Il suo “mmasto” era un mix di profumi, magici odori di sudore, di legno, di spago, di paglia, di tela, di capperoni, di pelo animale e di pelle e sembrava che anche gli stessi chiodi profumassero .

Per i mulattieri, Domenico “jo mastaro” (papà) era affidabile, perché i suoi basti non si rompevano mai, sembravano fatti con l’acciaio. Ha fatto scuola, ha insegnato a molti. Per sei mesi a Sante Marie e per sei mesi a Cappadocia, si, per sei mesi si trasferiva a Cappadocia, paese di mulattieri.

Il mondo però cambia e con il passare degli anni, specialmente d’estate, la piazza di Cappadocia è diventata sempre più “gialla”, si riempieva di taxi gialli perché molti mulattieri avevano venduto i loro muli e acquistato licenze di taxi a Roma. A ricordo dei tempi andati nella piazza di Cappadocia c’è oggi una statua in bronzo del mulo con “jo mmasto” e legna e a Sante Marie c’è una statua in bronzo del basto.

Ringrazio mio padre, cui dedico queste righe, per gli insegnamenti che mi ha dato anche con i sui sguardi e con i suoi silenzi.

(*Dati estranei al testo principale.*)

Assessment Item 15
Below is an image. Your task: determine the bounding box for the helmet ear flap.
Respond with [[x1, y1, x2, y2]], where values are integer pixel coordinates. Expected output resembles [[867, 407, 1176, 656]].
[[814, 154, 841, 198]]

Mi ha lasciato magici ricordi di profumi che non sento più.

Spero che queste parole possano accendere e risvegliare ricordi ed emozioni; far capire alle nuove generazioni di oggi “del tutto comodo e subito” la fatica dei nostri genitori e, quindi, di provare a narrare e celebrare un’angolino di vita vissuta di una volta e, purtroppo, dimenticata! L’auspicio è quello di lasciare piccole e umili tracce positive. Una cosa è certa comunque vada, è quella di essere contento e orgoglioso di poter far vedere agli occhi dei “viandanti” di oggi e di domani “jo masto”, il significativo monumento in bronzo che rimarrà lì, in bella vista, a Sante Marie a testimoniare un lavoro e un’epoca che non c’è più.